People placing orders on Inc.’s Marketplace, or the online sites operated by eBay Inc. or Wayfair Inc., generally have no way of knowing if a product from China is being imported as a de minimis shipment.

Still, with nearly 800 million shipments entering the U.S. annually as de minimis imports, it’s likely that major U.S. retail brands are using the strategy for online fulfillment from factories in China, said Kim Glas, president of the National Council of Textile Organizations, which represents U.S. apparel makers and supports protective tariffs for American producers.

Amazon, eBay and Wayfair declined to comment on the extent to which they or their third-party sellers use de minimis. Amazon’s website, however, contains information on how third-party sellers can comply with the rules.

A number of other importers contacted by the Journal declined to comment on their use of de minimis shipping, reflecting the political sensitivity around tariffs on Chinese imports.

The precise nature of goods being imported isn’t known—the paperwork for de minimis shipments doesn’t require importers to use the tariff codes required for other imports—but freight companies say that given the $800 cap on value, most of these goods are consumer items.

In fiscal year 2020, the U.S. imported $618 billion of consumer goods, meaning de minimis shipments were over 10% of that value.

The use of de minimis has put a dent in tariff revenues, which go to the U.S. Treasury.
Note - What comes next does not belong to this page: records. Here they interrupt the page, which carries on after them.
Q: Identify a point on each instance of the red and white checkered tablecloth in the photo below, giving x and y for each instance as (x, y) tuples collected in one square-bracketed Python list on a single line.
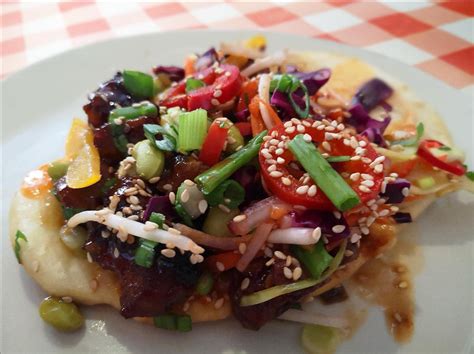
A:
[(435, 37)]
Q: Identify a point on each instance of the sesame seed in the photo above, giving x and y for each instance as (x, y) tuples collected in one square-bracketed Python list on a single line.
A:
[(245, 283), (337, 229), (220, 267), (271, 168), (312, 191), (287, 273), (174, 231), (219, 303), (316, 234), (279, 254), (168, 253), (297, 273), (202, 206), (326, 146), (302, 190), (276, 174), (172, 197), (270, 262)]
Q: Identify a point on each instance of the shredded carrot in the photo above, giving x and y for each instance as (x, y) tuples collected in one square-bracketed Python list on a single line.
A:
[(189, 65)]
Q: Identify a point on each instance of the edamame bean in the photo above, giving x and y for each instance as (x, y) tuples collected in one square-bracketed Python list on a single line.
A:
[(149, 160), (61, 315)]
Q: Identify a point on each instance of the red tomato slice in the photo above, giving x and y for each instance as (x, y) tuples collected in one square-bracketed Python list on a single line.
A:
[(214, 142), (276, 163), (225, 87)]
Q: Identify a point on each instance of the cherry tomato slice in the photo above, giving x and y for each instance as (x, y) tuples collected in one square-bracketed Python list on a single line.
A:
[(424, 151), (278, 165)]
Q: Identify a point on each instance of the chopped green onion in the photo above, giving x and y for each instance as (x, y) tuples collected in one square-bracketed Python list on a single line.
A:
[(183, 214), (145, 253), (165, 322), (173, 322), (184, 323), (145, 108), (193, 84), (470, 175), (425, 182), (213, 177), (273, 292), (69, 212), (192, 130), (229, 193), (19, 236), (168, 143), (138, 84), (318, 339), (330, 182), (205, 284), (57, 169), (343, 158), (316, 259), (157, 218)]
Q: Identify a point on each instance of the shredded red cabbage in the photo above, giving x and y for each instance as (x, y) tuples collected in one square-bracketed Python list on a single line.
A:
[(174, 73)]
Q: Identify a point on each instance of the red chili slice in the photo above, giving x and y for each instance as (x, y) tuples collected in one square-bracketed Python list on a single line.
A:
[(277, 167), (424, 151)]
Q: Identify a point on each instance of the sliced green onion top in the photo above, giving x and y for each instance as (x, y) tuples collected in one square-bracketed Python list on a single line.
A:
[(19, 236), (273, 292), (213, 177), (327, 178), (138, 84), (193, 84), (145, 108), (229, 193), (316, 259), (192, 130), (343, 158), (145, 253)]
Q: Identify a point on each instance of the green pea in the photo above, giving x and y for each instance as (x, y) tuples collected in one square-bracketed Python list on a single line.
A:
[(217, 220), (150, 161), (205, 284), (236, 139), (73, 238), (61, 315)]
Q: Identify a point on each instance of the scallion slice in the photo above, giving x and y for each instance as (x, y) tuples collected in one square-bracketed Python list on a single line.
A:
[(213, 177), (138, 84), (327, 178), (192, 130), (273, 292), (229, 193)]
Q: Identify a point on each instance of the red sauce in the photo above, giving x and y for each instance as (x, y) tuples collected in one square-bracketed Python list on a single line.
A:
[(37, 183)]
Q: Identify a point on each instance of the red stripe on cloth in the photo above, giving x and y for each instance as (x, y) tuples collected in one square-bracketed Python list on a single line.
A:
[(84, 28), (12, 46)]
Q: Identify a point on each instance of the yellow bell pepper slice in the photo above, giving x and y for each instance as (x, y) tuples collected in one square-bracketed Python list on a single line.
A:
[(84, 169)]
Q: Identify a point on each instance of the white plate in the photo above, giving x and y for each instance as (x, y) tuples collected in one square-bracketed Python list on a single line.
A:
[(38, 105)]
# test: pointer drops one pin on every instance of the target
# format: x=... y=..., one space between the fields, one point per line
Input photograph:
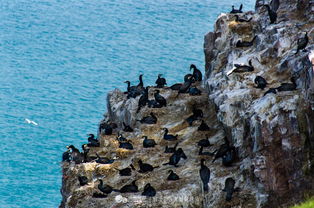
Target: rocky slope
x=273 y=134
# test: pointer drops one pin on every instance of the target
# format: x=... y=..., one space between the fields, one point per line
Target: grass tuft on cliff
x=308 y=204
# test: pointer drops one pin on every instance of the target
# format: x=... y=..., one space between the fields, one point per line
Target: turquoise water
x=58 y=60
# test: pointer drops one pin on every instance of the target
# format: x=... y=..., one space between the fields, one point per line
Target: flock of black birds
x=226 y=151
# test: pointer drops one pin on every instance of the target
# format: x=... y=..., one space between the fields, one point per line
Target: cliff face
x=273 y=134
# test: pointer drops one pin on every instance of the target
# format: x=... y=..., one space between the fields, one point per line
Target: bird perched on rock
x=302 y=43
x=149 y=191
x=161 y=82
x=234 y=11
x=205 y=175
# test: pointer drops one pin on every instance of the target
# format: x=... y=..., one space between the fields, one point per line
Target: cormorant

The Federal Reserve Bank of New York in 2021 estimated that Treasury loses as much as $10 billion a year in tariffs through tariff strategies like de minimis.

New York Fed analysts came up with that estimate by comparing China’s report of how much it exported to the U.S. against U.S. records of how much it imports from China, and found a $55 billion gap that they calculated would be explained by tariff avoidance.

A measure to bar imports from China receiving the de minimis exemption is in the House version of legislation aimed at helping the U.S. address economic and technological challenges from China, dubbed the America Competes Act, but not in the Senate’s companion bill.

“As long as foreign companies that sell their goods in America are splitting up their shipments to evade tariffs and oversight, American businesses will continue to be put at a competitive disadvantage cost-wise,” said Rep. Earl Blumenauer, (D., Ore.), chairman of the House Ways and Means Trade Subcommittee, who is pushing the measure.